Wyciągam ręce w niebo i śmieję się bosko,
Leżąc w zbożu, na słońcu, upojony latem,
Nasycony dziecinną, rumianą beztroską.

Wołam z dala idące przez drogę dziewczyny,
Pełen myśli, że wiele mam w sobie błękitu.
I do wszystkiego robię najweselsze miny,
Szczęśliwy niedorzecznie, jak wieśniak z pramitu.

Leżę długo lub krótko. Potem w pożegnaniu
Piję z ust czarnej ziemi duszące zapachy.
A gdy wrócę, czekają w zamkniętym mieszkaniu
Tańczące ze mną w nocy dziwne miłe strachy.

Wtedy trzęsą się śmiechem, od mojego śmiechu
Zarażone, widocznie pijane mną szyby.
I tak aż do północy. No i bez pośpiechu
Wchodzę do łóżka, jakby do cichej sadyby.
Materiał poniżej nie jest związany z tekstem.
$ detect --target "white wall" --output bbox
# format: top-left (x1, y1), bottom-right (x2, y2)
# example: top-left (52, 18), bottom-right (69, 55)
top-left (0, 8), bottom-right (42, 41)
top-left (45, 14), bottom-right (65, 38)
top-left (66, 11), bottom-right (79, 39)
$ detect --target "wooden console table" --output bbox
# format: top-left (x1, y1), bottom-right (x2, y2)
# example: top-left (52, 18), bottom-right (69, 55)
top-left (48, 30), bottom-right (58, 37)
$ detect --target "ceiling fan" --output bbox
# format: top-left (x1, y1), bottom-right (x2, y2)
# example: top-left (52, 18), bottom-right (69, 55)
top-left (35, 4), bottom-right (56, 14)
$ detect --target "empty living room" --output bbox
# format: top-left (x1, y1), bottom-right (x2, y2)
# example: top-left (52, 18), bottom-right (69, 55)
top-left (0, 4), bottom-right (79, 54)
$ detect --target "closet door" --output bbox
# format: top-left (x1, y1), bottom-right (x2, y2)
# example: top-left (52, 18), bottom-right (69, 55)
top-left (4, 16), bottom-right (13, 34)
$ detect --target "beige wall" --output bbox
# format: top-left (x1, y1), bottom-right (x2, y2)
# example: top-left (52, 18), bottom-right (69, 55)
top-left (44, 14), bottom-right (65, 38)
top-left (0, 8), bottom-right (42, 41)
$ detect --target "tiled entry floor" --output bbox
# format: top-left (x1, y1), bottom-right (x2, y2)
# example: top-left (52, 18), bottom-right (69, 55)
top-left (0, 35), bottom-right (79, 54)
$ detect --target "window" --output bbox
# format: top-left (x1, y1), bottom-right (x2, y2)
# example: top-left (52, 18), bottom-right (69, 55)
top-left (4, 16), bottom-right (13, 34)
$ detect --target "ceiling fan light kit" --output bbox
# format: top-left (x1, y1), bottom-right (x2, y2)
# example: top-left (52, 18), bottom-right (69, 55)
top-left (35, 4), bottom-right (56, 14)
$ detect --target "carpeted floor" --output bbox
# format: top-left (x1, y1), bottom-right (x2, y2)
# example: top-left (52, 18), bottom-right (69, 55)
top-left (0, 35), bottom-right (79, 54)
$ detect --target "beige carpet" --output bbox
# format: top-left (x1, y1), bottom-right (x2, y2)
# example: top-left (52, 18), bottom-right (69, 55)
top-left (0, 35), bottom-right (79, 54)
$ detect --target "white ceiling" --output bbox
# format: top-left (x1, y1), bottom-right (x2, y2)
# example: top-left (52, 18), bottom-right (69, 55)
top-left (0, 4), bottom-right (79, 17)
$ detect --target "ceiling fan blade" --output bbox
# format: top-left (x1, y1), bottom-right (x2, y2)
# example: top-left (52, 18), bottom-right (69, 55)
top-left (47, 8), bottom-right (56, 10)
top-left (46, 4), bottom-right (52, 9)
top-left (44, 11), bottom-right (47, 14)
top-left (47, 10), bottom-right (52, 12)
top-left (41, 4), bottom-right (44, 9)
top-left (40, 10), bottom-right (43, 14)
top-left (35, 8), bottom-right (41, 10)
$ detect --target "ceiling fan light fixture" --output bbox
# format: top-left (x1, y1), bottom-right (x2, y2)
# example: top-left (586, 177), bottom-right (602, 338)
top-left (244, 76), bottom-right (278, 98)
I tu koniec wonnego mego poematu.
Jutro czuje się gorzej, bo smutnym szaleńcem.
Lecz wspominam beztroskę i dziękuję latu,
Że mi dało swe usta ze złotym rumieńcem.

z tomu "Poezje", 1931

*Stanisław Czernik (1899-1969) – poeta, prozaik, folklorysta, przedstawiciel autentyzmu
- kierunku literackiego zakładającego ścisły związek opisywanej rzeczywistości z autentycznymi przeżyciami autora. W latach 1935-1939 wydawał i redagował w Ostrzeszowie miesięcznik literacki „Okolica Poetów”, który był organem programowym autentystów.
Oprócz Czernika, do autentystów należeli: Jan Bolesław Ożóg, Józef Krupiński, Stanisław Piętak,
Marian Czuchnowski. Ważniejsze tomy wierszy Stanisława Czernika: „Poezje” (1931), „O polskim płocie” (1934), „Przyjaźń z ziemią” (1934), "Siedem nocy" (1948), "Nie spiesz się, słońce" (1960).
Dla uczczenia pamięci artysty w Ostrzeszowie odbywa się co roku konkurs poetycki im. Stanisława Czernika.
Ryszard Mierzejewski edytował(a) ten post dnia 26.08.10 o godzinie 19:13
Michał M.

Michał M. powoli zmierzam do
celu

Temat: Autoportret w lustrze wiersza

Joanna Pociask-Karteczka

Wiosna


ledwo
zaszumiałam roztopami
odegnałam kwietniowe śnieżyce
przetrwałaś przymrozki majowych ogrodników
otwarłam kielichy krokusów przed Collegium Novum

a już
niecierpliwe lato za progiem
i tyle zaległych spraw

przecież
nie zauważyłam mlecznych kasztanów
przeoczyłam zakochane pary na Plantach
zdeptałam w biegu główki tulipanów
nie dopatrzyłam spóźnionych bocianów

i nie mogę znaleźć zeszłorocznych sandałów

ja - pięćdziesięcioletnia wiosna

VI 2005
Michał M.

Michał M. powoli zmierzam do
celu

Temat: Autoportret w lustrze wiersza

Adam Zagajewski

Autoportret


Między komputerem, ołówkiem i maszyną do pisania
schodzi mi pół dnia. Kiedyś zrobi się z tego pół wieku.
mieszkam w obcych miastach i niekiedy rozmawiam
z obcymi ludźmi o rzeczach, które są mi obce.
Dużo słucham muzyki: Bacha, Mahlera, Chopina, Szostakowicza.
W muzyce znajduję siłę, słabość i ból, trzy żywioły.
Czwarty nie ma imienia.
Czytam poetów, żywych i umarłych, uczę się od nich
wytrwałości, wiary i dumy. Próbuję zrozumieć
wielkich filozofów - najczęściej udaje mi się
uchwycić tylko strzępy ich drogocennych myśli.
Lubię chodzić na długie spacery paryskimi ulicami
i patrzeć na moich bliźnich, ożywionych zazdrością,
pożądaniem lub gniewem; obserwować srebrną monetę,
która przechodzi z dłoni do dłoni i powoli traci
swój okrągły kształt (zaciera się profil cesarza).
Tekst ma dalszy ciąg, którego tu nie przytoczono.